Segen und Fluch zugleich…
Es gibt vermutlich keinen einzigen Menschen auf der Welt, der sich vollkommen oder perfekt fühlt. Und das ist auch gut so. Potenzial in sich zu sehen, ist völlig normal. Es kann der Ansporn zu großartigen Weiterentwicklungen sein. Es kann aber auch der Auslöser tiefer Selbstzweifel und einer mentalen Negativspirale sein. Unvollkommenheit und das Streben nach Verbesserung bewegen Menschen bereits, seit sie denken können.
In der Persönlichkeitsentwicklung geht es um eine gesunde Weiterentwicklung.

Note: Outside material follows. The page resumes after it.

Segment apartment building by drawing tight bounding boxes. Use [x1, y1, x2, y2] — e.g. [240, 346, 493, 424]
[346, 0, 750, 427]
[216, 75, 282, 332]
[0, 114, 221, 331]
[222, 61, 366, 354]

Wir lernen mehr über unser Potenzial und suchen uns aus, welche positiven Veränderungen wir erwirken wollen, ohne uns dabei zu überfordern. So zumindest die Theorie. In der Praxis machen wir uns oft sehr viel Druck und sind frustriert, wenn wir nicht in Windeseile so „perfekt“ werden, wie wir es gerne hätten. Dabei vergessen wir, dass nicht alles Gold ist, was glänzt. Es gibt Eigenschaften und Fähigkeiten, die wertvoll und wunderbar sind, aber das Leben nicht immer erleichtern.
Das Verrückte dabei ist: Wer sie hat, wünscht sich oft, es wäre anders. Wer sie nicht hat, wünscht sich ebenfalls, es wäre anders.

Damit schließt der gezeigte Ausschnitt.